You earn 9! Silver Stars and I'll put up with you're ego, too.
Rest in peace soldier. Thanks for everything.
I refer you to replies # 6
"I appreciate that, but the evolution into this critic of the military industrial complex WAS stuck in the 1960's. I remember the first Gulf war in '91 where he predicted the biggest proportional bloodbath for America since the Alamo. I knew then that he was (as the Charlie Daniels song goes) Still in Saigon. He forgot that all the young officers from 'Nam who were disgusted by that conflict then, were suddenly in charge and determined to DO IT RIGHT. When the massacre he predicted did not in fact come to pass, he was left with egg on his face.
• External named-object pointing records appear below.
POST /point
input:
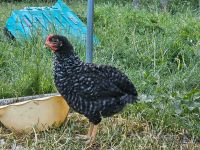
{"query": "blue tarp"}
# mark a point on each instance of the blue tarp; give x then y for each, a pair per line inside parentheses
(59, 19)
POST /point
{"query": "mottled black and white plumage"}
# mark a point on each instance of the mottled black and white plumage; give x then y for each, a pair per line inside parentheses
(95, 91)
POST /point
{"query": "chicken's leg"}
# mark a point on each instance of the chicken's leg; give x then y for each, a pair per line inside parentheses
(93, 135)
(88, 135)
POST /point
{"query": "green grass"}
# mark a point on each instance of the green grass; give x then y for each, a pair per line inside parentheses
(159, 51)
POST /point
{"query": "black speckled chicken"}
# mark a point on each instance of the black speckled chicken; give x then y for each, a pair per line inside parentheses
(95, 91)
Did he learn from this? Uh-uh. He continued to make the same dire predictions as if he were the only voice in the wilderness with the strategic and tactical savvy to conduct war."
#9
" Hackworth had a trouble with identifying the 'enemy'. He rightly tagged some senior military officials as 'perfumed princes', but then turns right around and supports....Gen. Wesley Clark for President. I mean, c'mon Hack, Clark's picture is in the dictionary right next to the definition of 'perfumed prince'! Hack talked a good game but in the end he didn't put his money where his mouth was."
#10
"Its not possible to characterize Hackworth's career in the media without mentioning his role in the suicide of Admiral Jeremy Boorda."
You also might look at
Colonel David Hackworth; A Misguided Warrior
San Antonio Lightning Commentary ^ | Major Jim Miles (Ret)
Posted on 03/22/2005 6:43:57 PM CST by SwinneySwitch
http://freerepublic.com/focus/f-news/1368360/posts
I'm sorry he's dead, and I honor those medals he won, BUT he read and believed his press clipping.